Ma a spoglio avvenuto, il titolare del Viminale si spinge oltre, annunciando querele come risposta agli «insulti» ricevuti negli ultimi giorni. «Intendo dare mandato ai legali di agire contro chi - afferma l’esponente della Lega, riferendosi, senza nominarlo, a Giovanni Guzzetta, presidente del Comitato promotore - ha indirizzato a me ed al ministero accuse di intimidazioni nei confronti dei presidenti di seggio». Si tratta, aggiunge, di «ingiurie, parole inaccettabili», perché «tutto si è svolto regolarmente, senza incidenti, nel rispetto della legge ed in modo trasparente». Non si fa attendere la replica di Guzzetta. «Sono serenissimo - assicura il giurista - e credo che in nessun Paese al mondo un ministro dell’Interno durante un comizio (a Pontida, ndr) dica ai presidenti di seggio di non fare i furbi». Di conseguenza, «l’ipotesi di iniziative legali mi lascia del tutto indifferente» e «valuterà il giudice».
In attesa di eventuali risvolti giudiziari, nessuno appare sorpreso per il flop dei votanti, a cominciare da Gianfranco Fini. «I quesiti erano troppo tecnici», commenta il presidente della Camera - a suo tempo tra i firmatari del referendum - per cui l’esito «era prevedibile». Come dire, «cronaca di una morte annunciata», pur se «mi dispiace dirlo». In ogni caso, «rinunciare a partecipare» testimonia «una certa stanchezza nei confronti del dibattito politico, del funzionamento della democrazia». Una «spia», un «campanello d’allarme», che «ci deve fare riflettere tutti» e spingere verso la ricerca di «convergenze» sulle riforme costituzionali.
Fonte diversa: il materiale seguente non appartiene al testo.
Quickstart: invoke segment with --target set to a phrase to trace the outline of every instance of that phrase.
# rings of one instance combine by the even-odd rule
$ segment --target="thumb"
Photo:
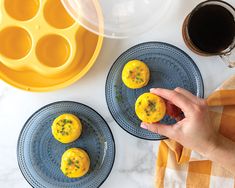
[[[140,125],[141,128],[147,129],[153,133],[161,134],[163,136],[167,136],[169,138],[173,138],[174,130],[172,125],[165,125],[160,123],[144,123],[142,122]]]

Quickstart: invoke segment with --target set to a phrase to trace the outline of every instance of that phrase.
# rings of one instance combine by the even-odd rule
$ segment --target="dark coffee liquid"
[[[195,47],[201,51],[222,52],[233,43],[234,16],[222,6],[205,5],[192,14],[188,34]]]

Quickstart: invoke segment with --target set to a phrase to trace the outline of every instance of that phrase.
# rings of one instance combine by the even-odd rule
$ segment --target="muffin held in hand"
[[[156,123],[166,114],[165,101],[152,93],[144,93],[135,103],[135,112],[139,119],[146,123]]]
[[[60,115],[53,121],[51,128],[55,139],[62,143],[75,141],[82,132],[82,124],[73,114]]]
[[[69,178],[84,176],[90,168],[88,154],[80,148],[71,148],[61,158],[61,171]]]
[[[146,86],[149,82],[150,72],[148,66],[139,60],[129,61],[122,70],[122,81],[131,89]]]

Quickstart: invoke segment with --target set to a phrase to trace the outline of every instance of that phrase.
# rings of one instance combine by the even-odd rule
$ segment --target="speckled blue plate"
[[[82,135],[70,144],[62,144],[51,133],[53,120],[71,113],[83,124]],[[60,170],[63,152],[72,147],[87,151],[91,159],[89,172],[70,179]],[[56,102],[35,112],[25,123],[18,140],[18,164],[25,179],[34,188],[95,188],[111,172],[115,144],[105,120],[93,109],[76,102]]]
[[[145,62],[150,69],[149,84],[141,89],[129,89],[122,82],[122,69],[133,59]],[[147,140],[162,140],[166,137],[151,133],[140,127],[135,115],[135,101],[151,88],[174,89],[182,87],[203,97],[203,81],[193,60],[179,48],[161,42],[147,42],[134,46],[124,52],[111,67],[106,80],[106,101],[116,122],[128,133]],[[175,121],[165,116],[162,123]]]

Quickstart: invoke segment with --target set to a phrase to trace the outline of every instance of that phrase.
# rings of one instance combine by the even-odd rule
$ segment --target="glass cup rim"
[[[234,17],[234,20],[235,20],[235,8],[229,4],[228,2],[225,2],[225,1],[221,1],[221,0],[206,0],[206,1],[203,1],[201,3],[199,3],[190,13],[189,13],[189,16],[188,16],[188,20],[187,20],[187,24],[186,24],[186,33],[188,35],[188,38],[189,40],[191,41],[191,38],[189,36],[189,33],[188,33],[188,23],[190,23],[190,20],[192,18],[192,16],[194,15],[195,12],[197,12],[200,8],[202,8],[203,6],[206,6],[206,5],[210,5],[210,3],[220,3],[219,5],[224,7],[224,6],[227,6],[229,7],[230,9],[228,9],[227,7],[224,7],[226,8]],[[223,6],[224,5],[224,6]],[[187,19],[187,18],[186,18]],[[192,41],[191,41],[192,42]],[[233,42],[226,48],[224,49],[223,51],[221,52],[218,52],[218,53],[208,53],[208,52],[205,52],[205,51],[202,51],[200,50],[199,48],[197,48],[195,45],[193,45],[194,48],[197,49],[197,51],[199,51],[200,53],[204,53],[204,54],[208,54],[208,55],[223,55],[223,54],[227,54],[227,53],[230,53],[234,48],[235,48],[235,35],[234,35],[234,40]]]

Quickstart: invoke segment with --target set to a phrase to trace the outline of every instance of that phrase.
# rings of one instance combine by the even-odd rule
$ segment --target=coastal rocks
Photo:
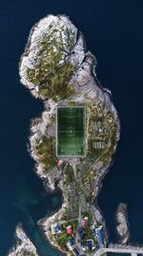
[[[117,234],[120,238],[120,244],[126,244],[130,239],[127,204],[122,202],[119,203],[115,213],[115,221]]]
[[[8,256],[38,256],[37,250],[23,230],[21,224],[15,230],[16,244],[10,249]]]
[[[31,31],[19,65],[21,82],[36,98],[59,100],[64,93],[58,87],[67,80],[67,86],[72,90],[71,75],[84,58],[82,34],[67,16],[48,15]]]
[[[29,151],[36,162],[35,172],[46,190],[53,191],[58,184],[63,191],[62,208],[38,223],[51,244],[66,253],[66,244],[59,246],[51,234],[55,221],[75,219],[80,226],[81,216],[88,213],[92,224],[102,225],[106,233],[97,197],[119,140],[120,125],[111,93],[96,79],[95,66],[94,56],[86,53],[83,35],[70,19],[48,15],[32,28],[19,67],[21,82],[43,100],[45,107],[31,123]],[[86,108],[85,156],[56,155],[57,106]]]

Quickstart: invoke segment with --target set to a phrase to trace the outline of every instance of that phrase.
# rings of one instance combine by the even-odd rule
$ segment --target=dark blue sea
[[[31,26],[48,13],[65,13],[84,33],[96,56],[97,76],[112,92],[121,121],[114,162],[98,203],[110,241],[114,211],[127,202],[131,243],[143,244],[143,2],[140,0],[0,0],[0,256],[21,221],[41,256],[61,256],[36,222],[60,208],[60,192],[46,194],[27,151],[30,121],[43,109],[20,84],[18,62]]]

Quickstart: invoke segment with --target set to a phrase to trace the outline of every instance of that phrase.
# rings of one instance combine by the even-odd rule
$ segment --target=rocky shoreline
[[[56,43],[51,48],[51,53],[49,54],[43,47],[47,43],[53,43],[53,41]],[[62,50],[60,48],[61,41]],[[39,53],[42,55],[42,58]],[[51,59],[50,56],[51,56]],[[49,71],[48,68],[51,68],[49,64],[52,63],[54,58],[57,63],[56,65],[53,63],[52,70]],[[102,186],[102,179],[111,166],[112,154],[119,140],[120,124],[117,111],[111,99],[111,92],[103,88],[97,81],[95,67],[95,57],[90,52],[86,52],[85,38],[69,17],[65,15],[48,15],[36,23],[31,31],[25,53],[20,60],[19,74],[21,82],[31,90],[32,96],[40,98],[44,102],[45,109],[43,113],[40,117],[31,122],[29,152],[36,162],[35,172],[43,180],[47,190],[51,189],[53,191],[55,183],[60,180],[58,186],[63,191],[62,167],[54,169],[56,174],[53,179],[52,175],[51,175],[51,175],[53,173],[52,165],[55,165],[53,163],[59,160],[56,156],[53,157],[55,154],[56,107],[70,105],[87,106],[89,109],[87,124],[90,124],[90,118],[95,111],[97,111],[100,118],[103,116],[106,119],[106,126],[109,126],[107,127],[108,128],[110,128],[108,131],[109,136],[111,141],[113,142],[112,145],[111,141],[108,142],[104,154],[101,154],[99,160],[96,160],[92,166],[92,173],[95,175],[93,175],[92,206],[91,207],[91,212],[94,221],[103,224],[107,241],[106,224],[97,206],[97,197]],[[60,72],[63,72],[62,78],[59,76],[58,79],[62,81],[64,78],[65,81],[68,81],[63,94],[55,86],[57,78],[56,74],[52,74],[54,73],[54,68],[59,68]],[[51,75],[51,78],[48,78],[48,71],[54,77],[52,78]],[[42,78],[41,74],[43,74]],[[67,77],[67,74],[69,74],[69,77]],[[50,83],[47,85],[48,87],[45,87],[47,81]],[[51,89],[49,89],[49,86],[51,86]],[[49,92],[50,97],[48,97],[47,92]],[[63,98],[64,94],[66,95],[65,98]],[[87,137],[87,144],[89,139],[90,135]],[[48,150],[50,146],[51,148]],[[109,149],[110,152],[108,151]],[[47,154],[50,155],[49,159]],[[75,166],[82,162],[78,158],[73,161],[72,157],[66,157],[63,160]],[[55,220],[59,221],[63,218],[67,207],[66,200],[67,198],[63,194],[62,208],[54,216],[46,217],[38,222],[51,244],[62,252],[64,250],[50,236],[49,227]],[[68,252],[66,251],[66,253]]]
[[[115,213],[116,231],[119,237],[119,244],[127,244],[130,240],[130,229],[128,221],[128,206],[120,202]]]
[[[35,246],[24,232],[21,224],[18,224],[16,227],[15,239],[16,244],[10,250],[8,256],[23,256],[30,255],[31,253],[32,256],[38,256]]]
Intanto, il Carroccio, com’era prevedibile, esulta («La gente si fida completamente di noi», rimarca Umberto Bossi). Ma non lo fa in solitaria. «Il referendum è fallito miseramente», attacca il leader dell’Udc, Pier Ferdinando Casini, che gioisce perché «il bipartitismo è stato bocciato».

Non è così per il ministro della Difesa, Ignazio La Russa: «Lui cerca di tirare l’acqua al suo mulino», ma in realtà, fa notare il coordinatore del Pdl, «abbiamo già realizzato una grande semplificazione del quadro politico». Ampio, infine, il fronte di chi spera che adesso la palla passi al Parlamento. In mezzo c’è anche Massimo D’Alema, secondo cui «l’attuale» legge elettorale «è pessima».